The data captured at Jackson Hole with Site Scan for ArcGIS came out phenomenal as a result of the Terrain Follow feature. I don't think we could have captured the data we did without it.
Modeling Ski Slopes with Advanced Drone Mapping Software
When Red Bull sponsored a snowboarding competition at Jackson Hole Mountain Resort, it wanted to create a 3D digital twin (a virtual model of a real-world place) of the slopes that could help snowboarders plan their routes through the challenging terrain. Site Scan for ArcGIS, end-to-end drone mapping software, made this possible.
- Comprehensive planning/execution capabilities eliminated the need for repeat flights.
- The Terrain Follow feature enabled safe, accurate, and automatic image capture.
- Image processing was complete in just a few hours.
The Natural Selection Tour, a snowboarding competition sponsored by Red Bull, brought athletes to Jackson Hole Mountain Resort in February 2021. Because of the challenging terrain and weather conditions, Red Bull wanted to create a tool that would give snowboarders the ability to plan their routes. The company turned to XR Media Group and VCTO Labs, media and technology firms that enlisted the help of drone mapping software. The goal was to give competitors a fully virtual experience before they hit the mountain slopes.
To create the best digital representation of the rugged competition trail with its trees, cliffs, rocks, and jumps, the VCTO team used drones and cutting-edge mapping software Site Scan for ArcGIS to capture high-quality imagery. The new Terrain Follow feature in Site Scan streamlined the collection of imagery by eliminating the need for repeat flights, and the geofence feature allowed the team to automatically stay outside no-fly zones. The team was able to capture and process its data quickly using the automatic and repeatable workflows in Site Scan.
Mapping a mountain—safely, accurately, and automatically
The main objective of capturing drone imagery was to accurately virtualize the competition area. This included natural terrain, snow, trees, boulder fields, and natural and manufactured jumps. Mapping all the obstacles and jumps competitors could encounter on the mountain was a must to generate an authentic 3D digital twin (a virtual model of a real-world place) of the trail for athletes to virtually plan their run on a smartphone.
The rugged terrain—with its high elevation, steep average slope of 45 degrees, and 1,000 feet of elevation difference—made it difficult to fly drones and capture quality imagery.
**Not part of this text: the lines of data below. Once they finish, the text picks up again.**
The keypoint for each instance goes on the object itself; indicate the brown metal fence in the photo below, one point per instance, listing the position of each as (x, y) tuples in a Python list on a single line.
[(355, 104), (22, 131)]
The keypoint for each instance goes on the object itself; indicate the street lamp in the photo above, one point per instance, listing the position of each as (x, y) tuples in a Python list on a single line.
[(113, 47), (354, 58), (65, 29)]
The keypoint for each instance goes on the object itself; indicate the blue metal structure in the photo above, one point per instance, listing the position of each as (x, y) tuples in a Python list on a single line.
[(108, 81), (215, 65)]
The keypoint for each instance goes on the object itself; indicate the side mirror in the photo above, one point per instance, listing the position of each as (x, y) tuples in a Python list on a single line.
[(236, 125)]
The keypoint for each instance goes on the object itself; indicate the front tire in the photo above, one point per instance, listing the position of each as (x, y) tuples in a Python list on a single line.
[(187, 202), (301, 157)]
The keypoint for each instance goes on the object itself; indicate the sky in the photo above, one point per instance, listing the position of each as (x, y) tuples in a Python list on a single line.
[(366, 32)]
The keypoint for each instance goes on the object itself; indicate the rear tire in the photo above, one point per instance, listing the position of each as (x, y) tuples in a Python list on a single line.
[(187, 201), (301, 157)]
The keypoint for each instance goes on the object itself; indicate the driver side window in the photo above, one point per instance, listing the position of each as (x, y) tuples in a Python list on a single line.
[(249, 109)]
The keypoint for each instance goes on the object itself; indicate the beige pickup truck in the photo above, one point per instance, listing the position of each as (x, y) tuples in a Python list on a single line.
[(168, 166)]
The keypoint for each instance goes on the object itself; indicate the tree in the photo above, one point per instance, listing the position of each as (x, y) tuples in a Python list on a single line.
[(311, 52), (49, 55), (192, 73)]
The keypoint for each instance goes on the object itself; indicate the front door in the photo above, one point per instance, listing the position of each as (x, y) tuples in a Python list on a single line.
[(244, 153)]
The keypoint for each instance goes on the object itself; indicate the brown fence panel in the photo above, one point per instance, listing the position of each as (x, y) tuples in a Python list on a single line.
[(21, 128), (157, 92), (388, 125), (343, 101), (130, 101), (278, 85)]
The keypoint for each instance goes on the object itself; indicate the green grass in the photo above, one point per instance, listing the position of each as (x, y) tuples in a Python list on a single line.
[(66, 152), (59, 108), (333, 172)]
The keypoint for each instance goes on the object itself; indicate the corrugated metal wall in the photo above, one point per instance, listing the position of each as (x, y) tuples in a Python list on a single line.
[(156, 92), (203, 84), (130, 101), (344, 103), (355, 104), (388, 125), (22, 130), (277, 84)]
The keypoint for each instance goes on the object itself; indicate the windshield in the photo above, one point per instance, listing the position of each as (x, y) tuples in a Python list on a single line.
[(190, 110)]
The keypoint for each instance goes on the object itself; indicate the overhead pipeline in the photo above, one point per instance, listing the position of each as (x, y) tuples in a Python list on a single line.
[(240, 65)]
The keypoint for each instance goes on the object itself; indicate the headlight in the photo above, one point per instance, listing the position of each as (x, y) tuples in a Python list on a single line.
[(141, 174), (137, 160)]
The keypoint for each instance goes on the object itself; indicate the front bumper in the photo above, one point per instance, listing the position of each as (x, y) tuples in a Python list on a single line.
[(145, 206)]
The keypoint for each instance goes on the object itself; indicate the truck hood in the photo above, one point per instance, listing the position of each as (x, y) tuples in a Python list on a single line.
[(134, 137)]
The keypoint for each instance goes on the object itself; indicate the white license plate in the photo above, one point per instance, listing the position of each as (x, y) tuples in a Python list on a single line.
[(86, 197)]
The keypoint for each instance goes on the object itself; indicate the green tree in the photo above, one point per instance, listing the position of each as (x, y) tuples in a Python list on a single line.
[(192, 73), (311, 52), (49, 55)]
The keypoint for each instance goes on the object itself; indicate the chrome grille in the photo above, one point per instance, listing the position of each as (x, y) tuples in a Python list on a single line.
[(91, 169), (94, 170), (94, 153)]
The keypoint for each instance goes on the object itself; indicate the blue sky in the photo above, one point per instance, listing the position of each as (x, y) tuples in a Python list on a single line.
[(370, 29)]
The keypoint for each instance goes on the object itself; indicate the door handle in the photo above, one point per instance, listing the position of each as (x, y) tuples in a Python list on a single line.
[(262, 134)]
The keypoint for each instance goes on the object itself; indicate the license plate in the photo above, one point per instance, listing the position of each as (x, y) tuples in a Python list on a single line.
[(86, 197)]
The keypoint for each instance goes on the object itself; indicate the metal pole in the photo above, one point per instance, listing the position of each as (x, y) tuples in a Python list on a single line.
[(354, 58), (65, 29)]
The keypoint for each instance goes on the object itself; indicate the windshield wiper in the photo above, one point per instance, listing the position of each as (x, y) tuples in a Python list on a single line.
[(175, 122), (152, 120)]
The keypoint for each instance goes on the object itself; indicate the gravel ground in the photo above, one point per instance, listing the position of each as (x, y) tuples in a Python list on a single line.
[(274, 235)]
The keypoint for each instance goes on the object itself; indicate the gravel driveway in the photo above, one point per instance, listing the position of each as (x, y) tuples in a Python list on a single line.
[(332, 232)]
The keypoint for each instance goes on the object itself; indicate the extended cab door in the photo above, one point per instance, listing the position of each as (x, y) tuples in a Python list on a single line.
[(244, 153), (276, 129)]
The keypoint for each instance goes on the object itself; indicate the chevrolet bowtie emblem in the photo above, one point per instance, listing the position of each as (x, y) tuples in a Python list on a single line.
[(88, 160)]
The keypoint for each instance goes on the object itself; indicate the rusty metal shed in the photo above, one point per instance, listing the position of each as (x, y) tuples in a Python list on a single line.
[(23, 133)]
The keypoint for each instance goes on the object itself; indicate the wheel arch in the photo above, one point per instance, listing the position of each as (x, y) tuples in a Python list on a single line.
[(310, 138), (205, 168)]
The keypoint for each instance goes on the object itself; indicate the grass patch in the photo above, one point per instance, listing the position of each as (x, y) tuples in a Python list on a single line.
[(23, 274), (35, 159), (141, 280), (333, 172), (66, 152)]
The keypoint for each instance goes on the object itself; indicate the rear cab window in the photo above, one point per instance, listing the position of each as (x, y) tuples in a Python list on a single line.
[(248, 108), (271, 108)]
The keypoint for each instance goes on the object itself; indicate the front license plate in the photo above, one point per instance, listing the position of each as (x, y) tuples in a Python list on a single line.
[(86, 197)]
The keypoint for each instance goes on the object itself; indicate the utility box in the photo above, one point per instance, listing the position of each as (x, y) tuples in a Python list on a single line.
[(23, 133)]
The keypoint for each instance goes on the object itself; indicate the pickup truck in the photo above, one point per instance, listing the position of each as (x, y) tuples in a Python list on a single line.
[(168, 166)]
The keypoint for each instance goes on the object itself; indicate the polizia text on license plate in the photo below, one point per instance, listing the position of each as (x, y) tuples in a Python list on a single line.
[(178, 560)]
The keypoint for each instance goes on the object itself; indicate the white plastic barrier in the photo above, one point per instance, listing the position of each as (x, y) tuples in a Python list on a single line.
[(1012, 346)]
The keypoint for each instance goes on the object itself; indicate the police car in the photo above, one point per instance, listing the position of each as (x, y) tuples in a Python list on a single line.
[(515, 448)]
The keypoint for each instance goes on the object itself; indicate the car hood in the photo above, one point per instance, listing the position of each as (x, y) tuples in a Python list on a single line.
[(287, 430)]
So instead of using time-consuming drone mapping techniques such as tiered area scans, the team turned to Site Scan for ArcGIS—end-to-end cloud-based drone mapping software for imagery collection, processing, and analysis.
Of special interest for this project was the Site Scan feature Terrain Follow, which allows a drone pilot to load 3D terrain data into the mission planning software. Then the drone can automatically follow the ground and keep a consistent flying height. This creates a detailed model of the slope, with constant image overlap and resolution throughout the flight, while maintaining a safe distance from the terrain.
Streamlining imagery collection and processing—even when offline
The team members were able to collect the quality imagery they needed in a matter of hours, despite severe winter weather. Once the team had set up the flights and decided what flight modes to use, the app took care of the rest, and the data captured was excellent. Site Scan is designed to produce high-accuracy and high-resolution outputs safely and efficiently.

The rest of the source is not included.